Imparable deriva
Andréi Ilariónov, el principal asesor económico de Vladímir Putin desde hace más de cinco años, ha anunciado su dimisión y denunciado una deriva dictatorial en Rusia. "El país ha dejado de ser libre políticamente", ha sentenciado quien ha sido mano derecha del presidente. Sería de esperar que una renuncia semejante, que supone una conmoción política interna, activase las alertas en Occidente ante un autoritarismo cada vez más descarnado; y que los países democráticos han observado con excesiva condescendencia, especialmente en lo que a Chechenia se refiere y a la liquidación de la pluralidad y libertad de expresión en Rusia.
La dimisión de Ilariónov, que en el último año había perdido gran parte de su poder, llega un día después de que este periódico informara sobre las condiciones extremas impuestas en un remoto campo de trabajo siberiano al ex magnate Mijaíl Jodorkovski, una situación que, en el siglo XXI, rememora excesivamente las duras páginas de Archipiélago Gulag, la soberbia narración de Solzhenitsin sobre los campos de concentración estalinista. Vladímir Putin es un modelo de contradicción entre palabras y hechos. Durante sus casi seis años en el Kremlin, el presidente ruso ha predicado democracia mientras acaparaba poder político y económico, los medios informativos críticos eran conducidos a la extinción, y el Parlamento y los gobernadores regionales, domesticados hasta extremos incompatibles con un sistema digno de aquel nombre. Esta misma semana, la Cámara alta ha aprobado definitivamente una ley que asfixia a las organizaciones no gubernamentales, uno de los pocos ámbitos de actuación fuera del control gubernamental.
Resulta incongruente que el responsable directo de esta involución vaya a asumir a principios de año la presidencia del G-8, el grupo de las democracias más ricas al que Rusia fue integrada precisamente como un incentivo democratizador.
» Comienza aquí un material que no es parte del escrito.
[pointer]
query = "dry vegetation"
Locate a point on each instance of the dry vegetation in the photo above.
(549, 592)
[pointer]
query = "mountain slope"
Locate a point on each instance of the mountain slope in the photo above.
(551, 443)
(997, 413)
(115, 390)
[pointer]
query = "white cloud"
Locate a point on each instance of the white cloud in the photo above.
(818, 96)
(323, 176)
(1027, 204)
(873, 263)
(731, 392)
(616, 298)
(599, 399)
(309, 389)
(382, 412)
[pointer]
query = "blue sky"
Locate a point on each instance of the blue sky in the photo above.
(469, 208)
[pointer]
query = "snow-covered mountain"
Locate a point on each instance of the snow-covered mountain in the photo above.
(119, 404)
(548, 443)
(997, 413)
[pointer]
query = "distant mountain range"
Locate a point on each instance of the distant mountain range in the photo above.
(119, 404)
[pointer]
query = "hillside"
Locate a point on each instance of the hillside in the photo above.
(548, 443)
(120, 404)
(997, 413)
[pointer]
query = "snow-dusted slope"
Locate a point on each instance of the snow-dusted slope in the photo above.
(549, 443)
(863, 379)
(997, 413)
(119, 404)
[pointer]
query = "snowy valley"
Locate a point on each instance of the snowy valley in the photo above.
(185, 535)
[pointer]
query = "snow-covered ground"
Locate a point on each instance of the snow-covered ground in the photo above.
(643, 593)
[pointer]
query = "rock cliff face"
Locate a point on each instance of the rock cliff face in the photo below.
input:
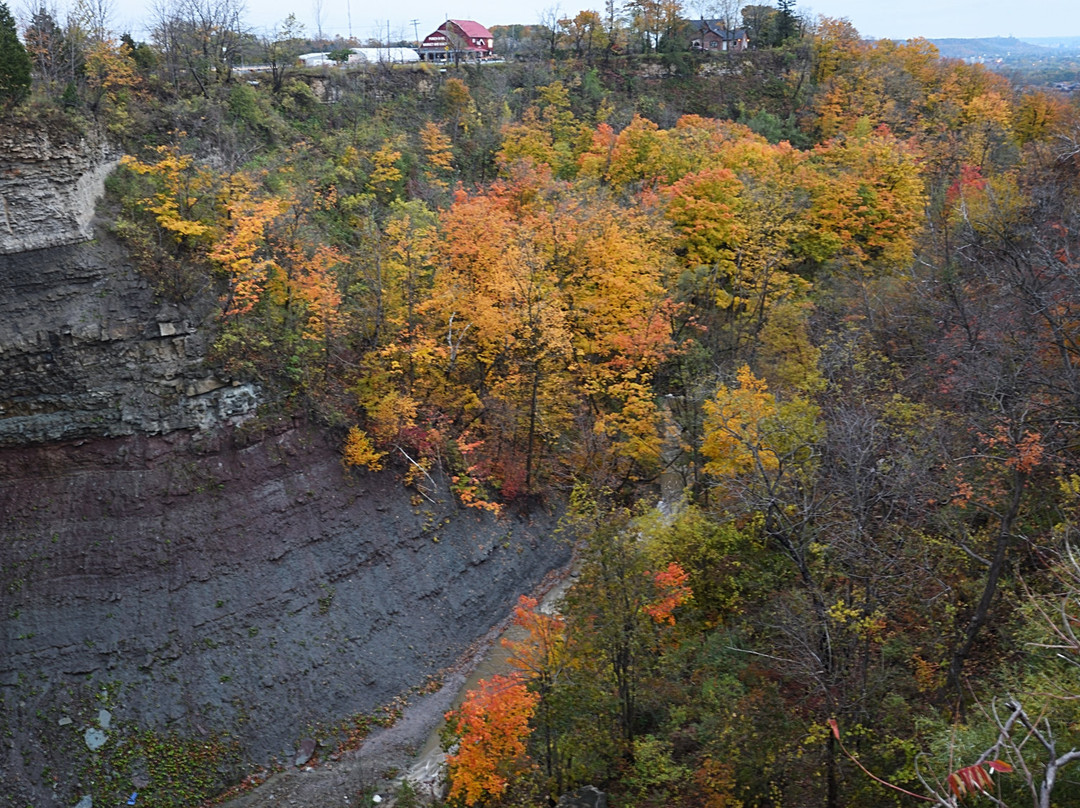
(165, 561)
(50, 178)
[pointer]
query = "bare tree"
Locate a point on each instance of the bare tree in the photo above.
(199, 39)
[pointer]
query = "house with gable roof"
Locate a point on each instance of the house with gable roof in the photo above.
(456, 40)
(712, 35)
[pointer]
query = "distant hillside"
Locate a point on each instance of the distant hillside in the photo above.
(1066, 44)
(989, 48)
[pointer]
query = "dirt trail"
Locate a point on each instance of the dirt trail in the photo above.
(388, 754)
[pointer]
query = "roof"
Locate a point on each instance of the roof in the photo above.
(472, 29)
(716, 26)
(386, 54)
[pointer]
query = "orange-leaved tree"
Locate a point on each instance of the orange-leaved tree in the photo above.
(490, 727)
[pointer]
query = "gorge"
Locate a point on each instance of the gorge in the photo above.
(177, 562)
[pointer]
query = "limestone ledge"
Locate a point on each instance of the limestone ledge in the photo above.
(50, 182)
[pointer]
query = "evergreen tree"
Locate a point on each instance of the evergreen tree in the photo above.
(786, 25)
(14, 63)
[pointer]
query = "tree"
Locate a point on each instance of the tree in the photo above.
(14, 63)
(490, 728)
(282, 49)
(44, 42)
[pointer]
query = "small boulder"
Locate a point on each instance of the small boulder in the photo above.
(306, 752)
(94, 738)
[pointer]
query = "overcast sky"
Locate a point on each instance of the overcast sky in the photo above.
(879, 18)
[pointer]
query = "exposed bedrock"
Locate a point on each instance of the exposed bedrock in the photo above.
(164, 567)
(256, 592)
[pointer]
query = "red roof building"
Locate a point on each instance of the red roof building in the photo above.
(456, 40)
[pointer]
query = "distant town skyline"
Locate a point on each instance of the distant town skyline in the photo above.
(932, 19)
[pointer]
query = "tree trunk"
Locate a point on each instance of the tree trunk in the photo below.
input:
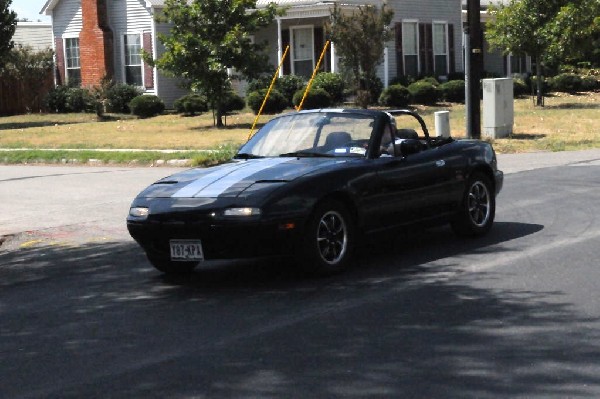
(539, 71)
(219, 117)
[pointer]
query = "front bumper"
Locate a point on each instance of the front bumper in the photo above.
(499, 178)
(220, 240)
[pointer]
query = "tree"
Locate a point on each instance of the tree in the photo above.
(360, 38)
(8, 24)
(576, 32)
(32, 69)
(547, 30)
(208, 37)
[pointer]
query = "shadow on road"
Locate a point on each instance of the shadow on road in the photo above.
(393, 326)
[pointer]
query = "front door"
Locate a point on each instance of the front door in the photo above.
(302, 51)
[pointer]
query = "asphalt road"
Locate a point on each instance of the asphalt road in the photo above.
(515, 314)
En concreto, las conocidas condiciones del prisionero Jodorkovski -el más notorio, pero no el único- a cinco horas de vuelo más quince de ferrocarril desde Moscú, su lugar de residencia y el de sus abogados, deberían ser un clarinazo de atención para los líderes democráticos que mantienen con Putin los lazos cordiales que convienen a Rusia y Occidente. En el caso concreto de Europa, y pese al gas y el petróleo de Moscú, parece claro que no se pueden hacer compatibles unas relaciones de confianza con la amenazadora reconstrucción del Gulag en su frontera oriental.